A descoberta arqueológica foi feita na Serranía de la Lindosa, região remota da Colômbia, onde um paredão de rocha se estende por quase 13 quilômetros. Arqueólogos descrevem o achado como a “Capela Sistina da Antiguidade”, com pinturas que remontam a mais de 12 mil anos. A exposição de arte rupestre permanece preservada pela densa vegetação.

A pesquisa é liderada por equipes da Universidade de Exeter em colaboração com pesquisadores colombianos, que estudam as pinturas para entender a vida no continente há milênios. O anúncio foi consolidado pelo projeto LASTJOURNEY, com participação de instituições britânicas e locais. O Instituto Humboldt divulgou o material com foco científico.

Principais animais e técnicas

As rochas revelam megafauna extinta, como mastodontes e preguiças-gigantes, em composições elaboradas. Também aparecem figuras humanas em dança, além de cenas de pesca e coleta, sugerindo organização social e adaptação ambiental.

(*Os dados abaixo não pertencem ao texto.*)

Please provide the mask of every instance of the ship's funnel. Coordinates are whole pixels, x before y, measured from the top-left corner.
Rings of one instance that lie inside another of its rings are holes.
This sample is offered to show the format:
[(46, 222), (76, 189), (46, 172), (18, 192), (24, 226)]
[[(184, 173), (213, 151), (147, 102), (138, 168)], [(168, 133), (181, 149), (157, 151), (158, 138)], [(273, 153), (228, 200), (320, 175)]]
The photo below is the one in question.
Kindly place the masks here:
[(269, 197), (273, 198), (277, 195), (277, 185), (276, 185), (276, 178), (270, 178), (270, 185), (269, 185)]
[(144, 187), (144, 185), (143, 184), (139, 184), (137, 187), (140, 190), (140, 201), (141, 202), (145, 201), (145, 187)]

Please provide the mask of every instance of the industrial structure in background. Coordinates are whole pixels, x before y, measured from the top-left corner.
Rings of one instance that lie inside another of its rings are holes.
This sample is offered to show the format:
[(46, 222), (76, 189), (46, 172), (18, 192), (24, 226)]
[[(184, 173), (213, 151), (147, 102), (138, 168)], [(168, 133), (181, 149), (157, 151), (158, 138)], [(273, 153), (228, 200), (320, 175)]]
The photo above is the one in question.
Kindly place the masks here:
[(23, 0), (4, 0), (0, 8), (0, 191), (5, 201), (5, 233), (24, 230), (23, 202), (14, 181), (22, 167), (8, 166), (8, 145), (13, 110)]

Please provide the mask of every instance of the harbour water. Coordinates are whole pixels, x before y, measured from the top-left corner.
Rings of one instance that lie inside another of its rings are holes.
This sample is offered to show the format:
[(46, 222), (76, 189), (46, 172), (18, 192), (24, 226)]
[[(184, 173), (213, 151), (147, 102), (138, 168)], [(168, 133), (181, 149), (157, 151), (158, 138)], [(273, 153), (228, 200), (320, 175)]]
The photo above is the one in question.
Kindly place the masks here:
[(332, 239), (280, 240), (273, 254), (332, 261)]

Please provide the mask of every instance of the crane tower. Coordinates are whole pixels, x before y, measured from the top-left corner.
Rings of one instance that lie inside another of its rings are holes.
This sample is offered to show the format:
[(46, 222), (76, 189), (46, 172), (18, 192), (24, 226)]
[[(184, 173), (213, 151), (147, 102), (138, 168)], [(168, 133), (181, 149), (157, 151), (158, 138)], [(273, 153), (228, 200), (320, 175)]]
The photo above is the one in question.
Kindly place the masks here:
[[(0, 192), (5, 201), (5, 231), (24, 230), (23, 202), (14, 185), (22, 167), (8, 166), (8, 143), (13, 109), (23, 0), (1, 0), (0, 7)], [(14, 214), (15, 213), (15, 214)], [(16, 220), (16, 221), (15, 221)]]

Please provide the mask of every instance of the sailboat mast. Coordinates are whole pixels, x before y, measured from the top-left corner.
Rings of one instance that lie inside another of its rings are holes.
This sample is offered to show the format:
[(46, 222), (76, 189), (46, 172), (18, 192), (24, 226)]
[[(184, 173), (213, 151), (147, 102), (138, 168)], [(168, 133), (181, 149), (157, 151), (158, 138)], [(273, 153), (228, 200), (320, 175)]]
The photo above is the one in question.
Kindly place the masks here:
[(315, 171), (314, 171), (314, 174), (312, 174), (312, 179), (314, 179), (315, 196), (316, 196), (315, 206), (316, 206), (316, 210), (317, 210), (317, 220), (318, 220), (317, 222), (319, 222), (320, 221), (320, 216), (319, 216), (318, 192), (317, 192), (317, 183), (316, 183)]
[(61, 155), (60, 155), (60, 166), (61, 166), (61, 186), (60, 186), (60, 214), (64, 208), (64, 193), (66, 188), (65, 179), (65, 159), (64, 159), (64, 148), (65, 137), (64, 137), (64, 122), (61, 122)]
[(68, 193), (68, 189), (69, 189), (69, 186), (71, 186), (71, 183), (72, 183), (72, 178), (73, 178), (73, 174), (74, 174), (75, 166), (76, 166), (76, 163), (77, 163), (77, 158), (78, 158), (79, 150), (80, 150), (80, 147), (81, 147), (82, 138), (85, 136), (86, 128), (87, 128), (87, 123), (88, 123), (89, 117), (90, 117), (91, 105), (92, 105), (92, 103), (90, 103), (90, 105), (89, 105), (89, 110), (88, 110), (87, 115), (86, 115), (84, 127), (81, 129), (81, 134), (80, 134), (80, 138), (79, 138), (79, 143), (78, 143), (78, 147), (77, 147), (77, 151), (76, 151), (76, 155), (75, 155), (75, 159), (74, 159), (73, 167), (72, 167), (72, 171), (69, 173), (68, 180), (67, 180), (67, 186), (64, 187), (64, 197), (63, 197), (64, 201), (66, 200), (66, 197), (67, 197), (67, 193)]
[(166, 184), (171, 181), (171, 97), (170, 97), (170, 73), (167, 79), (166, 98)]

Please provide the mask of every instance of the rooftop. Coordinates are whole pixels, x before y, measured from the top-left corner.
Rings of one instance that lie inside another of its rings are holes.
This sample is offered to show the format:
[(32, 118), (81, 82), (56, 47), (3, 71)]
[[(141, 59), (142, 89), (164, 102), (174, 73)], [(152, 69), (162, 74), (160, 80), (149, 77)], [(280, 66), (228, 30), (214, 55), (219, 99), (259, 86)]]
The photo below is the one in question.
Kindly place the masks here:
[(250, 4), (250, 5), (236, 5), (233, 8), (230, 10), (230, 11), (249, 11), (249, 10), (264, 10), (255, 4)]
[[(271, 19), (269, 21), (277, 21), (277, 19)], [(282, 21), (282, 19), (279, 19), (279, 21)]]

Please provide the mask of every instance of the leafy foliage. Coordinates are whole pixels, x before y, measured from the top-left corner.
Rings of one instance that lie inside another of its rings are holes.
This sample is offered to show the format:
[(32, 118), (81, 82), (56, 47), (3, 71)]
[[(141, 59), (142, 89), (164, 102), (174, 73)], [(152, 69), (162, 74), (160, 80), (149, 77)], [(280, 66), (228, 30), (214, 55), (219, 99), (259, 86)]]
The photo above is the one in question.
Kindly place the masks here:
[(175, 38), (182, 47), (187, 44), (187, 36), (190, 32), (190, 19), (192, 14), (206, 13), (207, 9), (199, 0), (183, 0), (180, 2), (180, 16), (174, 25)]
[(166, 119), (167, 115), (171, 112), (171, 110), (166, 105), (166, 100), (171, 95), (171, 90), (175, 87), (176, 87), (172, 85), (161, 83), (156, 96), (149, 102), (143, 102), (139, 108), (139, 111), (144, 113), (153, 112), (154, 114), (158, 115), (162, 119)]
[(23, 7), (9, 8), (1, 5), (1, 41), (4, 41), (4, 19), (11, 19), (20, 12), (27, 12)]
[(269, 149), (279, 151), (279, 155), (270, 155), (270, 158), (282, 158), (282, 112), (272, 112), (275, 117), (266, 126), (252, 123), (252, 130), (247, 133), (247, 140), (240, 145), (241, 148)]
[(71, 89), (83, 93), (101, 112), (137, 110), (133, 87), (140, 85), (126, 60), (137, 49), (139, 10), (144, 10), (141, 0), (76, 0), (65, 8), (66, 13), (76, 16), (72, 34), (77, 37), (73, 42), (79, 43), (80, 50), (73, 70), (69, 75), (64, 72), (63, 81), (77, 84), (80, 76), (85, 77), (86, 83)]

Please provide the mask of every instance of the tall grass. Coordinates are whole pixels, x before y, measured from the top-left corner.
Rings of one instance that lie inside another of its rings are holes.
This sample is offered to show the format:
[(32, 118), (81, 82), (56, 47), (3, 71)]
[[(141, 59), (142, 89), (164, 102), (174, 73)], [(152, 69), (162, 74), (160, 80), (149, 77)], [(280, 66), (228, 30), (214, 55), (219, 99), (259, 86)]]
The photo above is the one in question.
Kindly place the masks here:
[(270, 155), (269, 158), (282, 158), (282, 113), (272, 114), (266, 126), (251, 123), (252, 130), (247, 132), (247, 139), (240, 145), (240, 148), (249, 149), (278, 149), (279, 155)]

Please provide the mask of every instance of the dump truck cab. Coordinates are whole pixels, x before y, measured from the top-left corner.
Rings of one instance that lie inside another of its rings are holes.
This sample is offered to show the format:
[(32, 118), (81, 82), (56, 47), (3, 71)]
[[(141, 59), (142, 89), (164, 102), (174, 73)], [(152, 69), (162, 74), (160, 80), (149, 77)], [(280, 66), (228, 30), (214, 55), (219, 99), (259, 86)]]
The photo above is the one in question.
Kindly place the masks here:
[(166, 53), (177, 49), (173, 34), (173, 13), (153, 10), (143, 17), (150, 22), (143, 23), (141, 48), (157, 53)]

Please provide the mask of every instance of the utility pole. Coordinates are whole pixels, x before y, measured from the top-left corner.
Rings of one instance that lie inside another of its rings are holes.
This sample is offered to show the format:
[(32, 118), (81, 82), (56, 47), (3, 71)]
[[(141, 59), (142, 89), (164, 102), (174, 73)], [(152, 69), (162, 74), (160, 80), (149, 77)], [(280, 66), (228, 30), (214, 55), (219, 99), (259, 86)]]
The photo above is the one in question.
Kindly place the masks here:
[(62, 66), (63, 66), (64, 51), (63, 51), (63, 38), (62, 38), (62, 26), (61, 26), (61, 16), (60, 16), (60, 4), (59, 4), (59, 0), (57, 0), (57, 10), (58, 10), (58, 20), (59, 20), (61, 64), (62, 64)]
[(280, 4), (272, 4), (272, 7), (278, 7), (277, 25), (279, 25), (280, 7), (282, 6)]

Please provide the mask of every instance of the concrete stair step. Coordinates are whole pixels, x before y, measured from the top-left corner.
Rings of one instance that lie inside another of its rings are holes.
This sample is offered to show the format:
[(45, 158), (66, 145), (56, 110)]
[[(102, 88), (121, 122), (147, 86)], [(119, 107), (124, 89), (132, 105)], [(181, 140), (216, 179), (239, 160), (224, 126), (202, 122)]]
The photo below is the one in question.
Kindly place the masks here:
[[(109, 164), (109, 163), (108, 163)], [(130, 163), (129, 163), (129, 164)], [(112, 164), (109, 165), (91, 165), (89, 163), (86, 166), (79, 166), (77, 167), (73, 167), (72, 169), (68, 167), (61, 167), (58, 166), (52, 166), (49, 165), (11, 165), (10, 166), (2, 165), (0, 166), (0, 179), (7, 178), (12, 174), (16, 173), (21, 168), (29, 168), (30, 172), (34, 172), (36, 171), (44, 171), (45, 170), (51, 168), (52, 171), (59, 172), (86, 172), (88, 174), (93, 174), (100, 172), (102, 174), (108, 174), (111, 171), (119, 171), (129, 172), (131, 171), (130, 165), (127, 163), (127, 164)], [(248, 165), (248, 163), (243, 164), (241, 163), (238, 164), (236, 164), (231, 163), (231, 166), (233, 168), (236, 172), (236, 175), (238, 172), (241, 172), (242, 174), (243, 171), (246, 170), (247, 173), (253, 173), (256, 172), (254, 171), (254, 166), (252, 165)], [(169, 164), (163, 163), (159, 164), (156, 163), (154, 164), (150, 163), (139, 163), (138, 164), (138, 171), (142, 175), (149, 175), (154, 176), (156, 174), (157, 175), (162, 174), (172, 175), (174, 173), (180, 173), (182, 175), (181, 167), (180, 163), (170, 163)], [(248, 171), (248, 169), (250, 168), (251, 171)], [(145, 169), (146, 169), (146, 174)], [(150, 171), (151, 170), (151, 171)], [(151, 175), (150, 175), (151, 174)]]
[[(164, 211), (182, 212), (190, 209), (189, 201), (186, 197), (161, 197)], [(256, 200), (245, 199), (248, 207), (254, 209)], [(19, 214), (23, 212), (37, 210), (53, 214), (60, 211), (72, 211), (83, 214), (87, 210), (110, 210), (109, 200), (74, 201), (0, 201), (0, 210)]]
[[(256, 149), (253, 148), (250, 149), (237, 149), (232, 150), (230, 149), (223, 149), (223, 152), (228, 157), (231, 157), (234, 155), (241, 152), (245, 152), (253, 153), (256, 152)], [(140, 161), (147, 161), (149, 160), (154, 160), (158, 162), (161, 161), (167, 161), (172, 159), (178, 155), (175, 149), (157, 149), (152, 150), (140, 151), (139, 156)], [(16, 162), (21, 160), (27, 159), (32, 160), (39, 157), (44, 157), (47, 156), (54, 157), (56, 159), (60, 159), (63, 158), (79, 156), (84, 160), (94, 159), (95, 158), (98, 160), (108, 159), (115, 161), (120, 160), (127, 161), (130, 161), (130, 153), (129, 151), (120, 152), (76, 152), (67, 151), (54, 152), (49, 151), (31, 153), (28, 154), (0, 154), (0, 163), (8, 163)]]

Os artistas demonstraram precisão de movimento, com desenhos em alturas elevadas que indicam a construção de estruturas para alcançar pontos altos dos paredões. A escala e o detalhamento impressionam pela extensão do conjunto.

Idade e significado

A datação de sedimentos aponta início das pinturas por volta de 12.500 anos atrás, em um período de transição climática global. O registro visual evidencia a ocupação humana no território antes da colonização europeia.

O achado reforça a importância da Amazônia como espaço habitado e culturalmente ativo no passado. Ele também reforça a necessidade de preservação da floresta e de seu patrimônio histórico único, que conta a história de comunidades antigas.